The invention relates to a convex substitution process, which comprises the following steps: s1, placing a product to be raised in a raised device, and paving a steel wire mesh on the raised product; s2, coating UV gloss oil on the convex product, and trowelling through a coating plate; s3, irradiating by using a UV irradiation lamp to dry the UV gloss oil to form protrusions; the UV gloss oil comprises the following raw materials in parts by mass: 20-30 parts of modified polyurethane acrylic ester, 15-18 parts of tripropylene glycol diacrylate, 10-15 parts of trimethylolpropane triacrylate, 2-6 parts of active amine, 0.2-0.6 part of flatting agent, 1-3 parts of initiator, 1-6 parts of cosolvent and 30-50 parts of water. The invention has novel design, effectively avoids the defect of the prior art that the embossing is carried out by adopting the UV gloss oil, has the characteristics of quick drying and wear resistance, has strong practicability, effectively reduces the production cost of the embossing product, and can realize the embossing effect without a die ironing machine.

Description

Raised substitution process

Technical Field

The invention relates to the relevant technical field of bulge, in particular to a bulge replacing process.

Background

The embossing process is a very common process in post-printing processes, and can emphasize the performance of the highlighted partial design. We should see also very much, top-grade albums, book covers, packaging boxes, etc. Paper guides the future web, and paper-making, printing and packaging industries have more knowledge of printing.

The traditional embossing process obtains embossing effect by extruding with a relief plate, so the embossing is called embossing, and the embossing cost is high because the relief plate is easy to break because of extrusion and friction.

Disclosure of Invention

The present invention is directed to a process for replacing the bump, which solves the problems set forth in the background art.

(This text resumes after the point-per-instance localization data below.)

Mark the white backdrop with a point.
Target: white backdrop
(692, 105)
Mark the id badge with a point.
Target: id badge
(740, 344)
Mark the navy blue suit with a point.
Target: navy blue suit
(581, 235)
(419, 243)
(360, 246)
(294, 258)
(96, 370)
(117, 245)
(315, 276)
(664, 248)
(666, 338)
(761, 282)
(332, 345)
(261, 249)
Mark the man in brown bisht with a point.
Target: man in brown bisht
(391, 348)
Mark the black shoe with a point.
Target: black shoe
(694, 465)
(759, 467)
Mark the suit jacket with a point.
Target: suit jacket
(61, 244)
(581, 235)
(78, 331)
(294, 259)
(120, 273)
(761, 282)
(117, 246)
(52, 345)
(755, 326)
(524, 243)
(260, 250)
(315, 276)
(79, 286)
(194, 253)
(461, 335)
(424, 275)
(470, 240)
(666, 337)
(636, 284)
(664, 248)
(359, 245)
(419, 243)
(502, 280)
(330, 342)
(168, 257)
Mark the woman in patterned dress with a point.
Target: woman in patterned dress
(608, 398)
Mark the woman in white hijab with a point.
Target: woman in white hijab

In order to achieve the above purpose, the present invention provides the following technical solutions:

a lift-off substitution process comprising the steps of:

s1, placing a product to be raised in a raised device, and paving a steel wire mesh on the raised product;

s2, coating UV gloss oil on the convex product, and trowelling through a coating plate;

and S3, irradiating by using a UV irradiation lamp to dry the UV gloss oil to form the protrusions.

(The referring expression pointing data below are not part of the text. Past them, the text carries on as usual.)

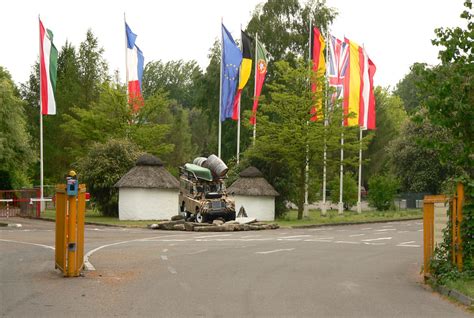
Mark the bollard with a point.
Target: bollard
(70, 214)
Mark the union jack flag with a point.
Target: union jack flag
(337, 65)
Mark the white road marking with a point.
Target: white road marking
(172, 270)
(28, 243)
(294, 236)
(211, 236)
(289, 240)
(197, 252)
(377, 239)
(275, 251)
(346, 242)
(408, 244)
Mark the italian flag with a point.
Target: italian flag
(48, 71)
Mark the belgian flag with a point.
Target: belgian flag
(245, 70)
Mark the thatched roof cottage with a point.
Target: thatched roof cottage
(255, 194)
(148, 191)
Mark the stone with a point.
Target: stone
(245, 220)
(177, 217)
(189, 226)
(169, 225)
(179, 227)
(217, 222)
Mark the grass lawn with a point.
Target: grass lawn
(290, 219)
(95, 217)
(462, 285)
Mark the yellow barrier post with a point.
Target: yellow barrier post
(61, 230)
(70, 215)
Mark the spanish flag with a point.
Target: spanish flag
(353, 83)
(319, 69)
(245, 70)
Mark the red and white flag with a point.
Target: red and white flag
(48, 71)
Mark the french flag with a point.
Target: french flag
(135, 62)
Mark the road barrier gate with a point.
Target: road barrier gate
(438, 210)
(70, 213)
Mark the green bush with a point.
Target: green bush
(382, 190)
(349, 190)
(103, 166)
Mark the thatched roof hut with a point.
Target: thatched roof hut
(148, 191)
(148, 173)
(252, 183)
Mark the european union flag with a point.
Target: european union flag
(231, 59)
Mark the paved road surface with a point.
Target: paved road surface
(342, 271)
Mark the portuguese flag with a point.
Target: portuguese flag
(245, 70)
(48, 71)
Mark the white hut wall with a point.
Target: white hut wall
(262, 208)
(147, 204)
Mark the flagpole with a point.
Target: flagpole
(306, 174)
(359, 202)
(41, 131)
(220, 93)
(238, 105)
(126, 55)
(255, 90)
(324, 208)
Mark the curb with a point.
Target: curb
(463, 299)
(309, 226)
(453, 293)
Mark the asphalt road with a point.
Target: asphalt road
(341, 271)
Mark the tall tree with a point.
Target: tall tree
(286, 137)
(390, 117)
(178, 78)
(408, 91)
(16, 154)
(93, 69)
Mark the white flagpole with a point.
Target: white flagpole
(359, 202)
(126, 53)
(240, 98)
(341, 177)
(255, 89)
(306, 175)
(220, 92)
(41, 133)
(324, 208)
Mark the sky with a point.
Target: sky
(395, 34)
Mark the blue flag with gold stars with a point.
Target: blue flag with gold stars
(231, 59)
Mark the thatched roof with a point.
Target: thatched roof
(252, 183)
(148, 173)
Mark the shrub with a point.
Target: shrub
(103, 166)
(349, 190)
(382, 190)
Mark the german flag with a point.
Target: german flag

As a further scheme of the invention: the UV gloss oil comprises the following raw materials in parts by mass: 20-30 parts of modified polyurethane acrylic ester, 15-18 parts of tripropylene glycol diacrylate, 10-15 parts of trimethylolpropane triacrylate, 2-6 parts of active amine, 0.2-0.6 part of flatting agent, 1-3 parts of initiator, 1-6 parts of cosolvent and 30-50 parts of water.

As still further aspects of the invention: the UV gloss oil comprises the following raw materials in parts by mass: 22-28 parts of modified polyurethane acrylic ester, 15-17 parts of tripropylene glycol diacrylate, 11-13 parts of trimethylolpropane triacrylate, 2-4 parts of active amine, 0.3-0.5 part of flatting agent, 1-2 parts of initiator, 2-4 parts of cosolvent and 35-45 parts of water.

As still further aspects of the invention: the UV gloss oil comprises the following raw materials in parts by mass: 25 parts of modified polyurethane acrylate, 16 parts of tripropylene glycol diacrylate, 12 parts of trimethylolpropane triacrylate, 3 parts of active amine, 0.4 part of flatting agent, 2 parts of initiator, 3 parts of cosolvent and 40 parts of water.

As still further aspects of the invention: the raised device comprises:

a base and a printing groove mounted on the base;

the bearing frame is arranged on the printing groove and is matched with the opening of the printing groove, two sides of the bearing frame are rotatably provided with two side plates, and the side plates are connected with the side wall of the printing groove through at least one hydraulic cylinder;

one side of the bearing frame is provided with a brushing assembly, and the other side of the bearing frame is provided with a plurality of UV (ultraviolet) irradiation lamps;

the turnover mechanism is characterized by further comprising a turnover assembly, wherein the turnover assembly is arranged on one of the side plates and provided with a gear through a ratchet mechanism, the side end of the gear is provided with an upright plate fixed with the base, and the upright plate is provided with bar-shaped teeth matched with the gear.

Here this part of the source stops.